Blizzard has been discussing the release of Diablo III on its official blog, stating that it's far more important to release the game when its ready than try and rush it out.
"No one will remember if the game is late, only if it's great," reads the post, echoing a more old school take on game development that 'it's ready when it's ready.' More commonly now, companies under pressure from publishing houses rush a game to market and then patch up any issues afterwards. For Blizzard and Diablo III, it's far more important to make a good game than one that releases on time.
"While working on Diablo III we've been called out for messing around with systems too much, that the game is good as-is and we should just release it. I think that's a fair argument to make, but I also think it's incorrect. Our job isn't just to put out a game, it's to release the next Diablo game."

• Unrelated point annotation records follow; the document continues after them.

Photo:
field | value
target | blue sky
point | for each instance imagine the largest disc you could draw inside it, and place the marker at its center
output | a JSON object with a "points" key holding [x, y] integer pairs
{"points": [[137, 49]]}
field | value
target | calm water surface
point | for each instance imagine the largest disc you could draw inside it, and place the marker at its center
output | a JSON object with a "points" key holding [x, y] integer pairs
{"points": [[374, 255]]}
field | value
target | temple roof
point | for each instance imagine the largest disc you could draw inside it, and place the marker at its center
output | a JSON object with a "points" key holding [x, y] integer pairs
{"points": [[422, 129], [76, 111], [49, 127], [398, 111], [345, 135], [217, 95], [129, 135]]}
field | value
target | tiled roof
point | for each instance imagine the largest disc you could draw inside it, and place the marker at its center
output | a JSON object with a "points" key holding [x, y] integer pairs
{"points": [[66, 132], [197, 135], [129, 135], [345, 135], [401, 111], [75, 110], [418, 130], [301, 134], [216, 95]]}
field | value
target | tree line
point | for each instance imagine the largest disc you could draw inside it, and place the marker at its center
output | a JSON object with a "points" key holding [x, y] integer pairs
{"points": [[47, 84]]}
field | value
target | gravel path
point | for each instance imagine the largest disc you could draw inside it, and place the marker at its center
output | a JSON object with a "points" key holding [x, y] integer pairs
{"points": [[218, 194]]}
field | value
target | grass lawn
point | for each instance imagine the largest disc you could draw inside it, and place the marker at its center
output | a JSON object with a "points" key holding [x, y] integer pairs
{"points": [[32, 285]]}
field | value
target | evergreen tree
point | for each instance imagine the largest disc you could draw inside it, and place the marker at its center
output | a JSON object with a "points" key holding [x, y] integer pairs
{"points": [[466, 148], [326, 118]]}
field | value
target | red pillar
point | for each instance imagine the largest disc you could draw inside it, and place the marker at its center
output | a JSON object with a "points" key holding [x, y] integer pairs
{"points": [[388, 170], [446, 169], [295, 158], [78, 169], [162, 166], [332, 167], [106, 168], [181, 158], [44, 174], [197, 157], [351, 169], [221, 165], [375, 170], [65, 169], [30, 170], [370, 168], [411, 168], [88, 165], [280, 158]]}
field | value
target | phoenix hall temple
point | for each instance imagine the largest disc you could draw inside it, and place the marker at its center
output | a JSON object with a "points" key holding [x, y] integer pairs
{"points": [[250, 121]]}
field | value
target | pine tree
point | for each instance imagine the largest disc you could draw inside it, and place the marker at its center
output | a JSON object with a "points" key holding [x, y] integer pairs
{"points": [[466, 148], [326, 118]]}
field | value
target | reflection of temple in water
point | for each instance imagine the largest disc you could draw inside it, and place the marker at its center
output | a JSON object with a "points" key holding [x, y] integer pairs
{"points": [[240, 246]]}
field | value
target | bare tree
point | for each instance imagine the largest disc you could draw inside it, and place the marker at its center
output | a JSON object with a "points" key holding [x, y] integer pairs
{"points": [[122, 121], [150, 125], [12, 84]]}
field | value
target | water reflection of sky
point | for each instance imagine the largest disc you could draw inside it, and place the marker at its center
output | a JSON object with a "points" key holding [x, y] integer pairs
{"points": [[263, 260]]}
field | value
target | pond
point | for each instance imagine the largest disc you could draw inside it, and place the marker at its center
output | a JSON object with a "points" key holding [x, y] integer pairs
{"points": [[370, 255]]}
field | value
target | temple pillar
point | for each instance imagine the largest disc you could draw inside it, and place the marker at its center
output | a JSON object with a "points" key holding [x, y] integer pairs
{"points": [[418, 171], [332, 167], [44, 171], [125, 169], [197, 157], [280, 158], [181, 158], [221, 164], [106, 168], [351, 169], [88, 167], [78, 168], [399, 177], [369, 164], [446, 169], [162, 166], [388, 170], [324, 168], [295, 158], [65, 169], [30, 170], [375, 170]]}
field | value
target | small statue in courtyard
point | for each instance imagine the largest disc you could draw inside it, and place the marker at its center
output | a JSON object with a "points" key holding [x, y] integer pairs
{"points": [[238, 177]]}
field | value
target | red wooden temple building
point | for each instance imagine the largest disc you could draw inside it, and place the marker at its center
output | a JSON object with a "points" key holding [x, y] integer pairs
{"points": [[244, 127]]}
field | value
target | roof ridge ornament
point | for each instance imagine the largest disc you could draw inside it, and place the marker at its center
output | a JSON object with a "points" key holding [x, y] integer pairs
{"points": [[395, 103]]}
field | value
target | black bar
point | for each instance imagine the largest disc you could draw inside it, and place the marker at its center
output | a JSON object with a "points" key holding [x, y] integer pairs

At the moment the publishing/developing giant is applying changes and balancing that was highlighted as part of the beta period. It includes some quite specific game changes that will only really make sense to those familiar with the game: the removal of the Mystic Artisan, some UI tweaks and core characteristic changes.
The blog post finishes with a heartfelt statement from the company: "We want Diablo III to be the best game it can be when it launches. To get there, we're going to be iterating on designs we've had in place for a long time, making changes to systems you've spent a lot of time theory crafting, and removing features you may have come to associate with the core of the experience. Our hope is that by embracing our iterative design process in which we question ourselves and our decisions, Diablo III won't just live up to our expectations, but will continue to do so a decade after it's released."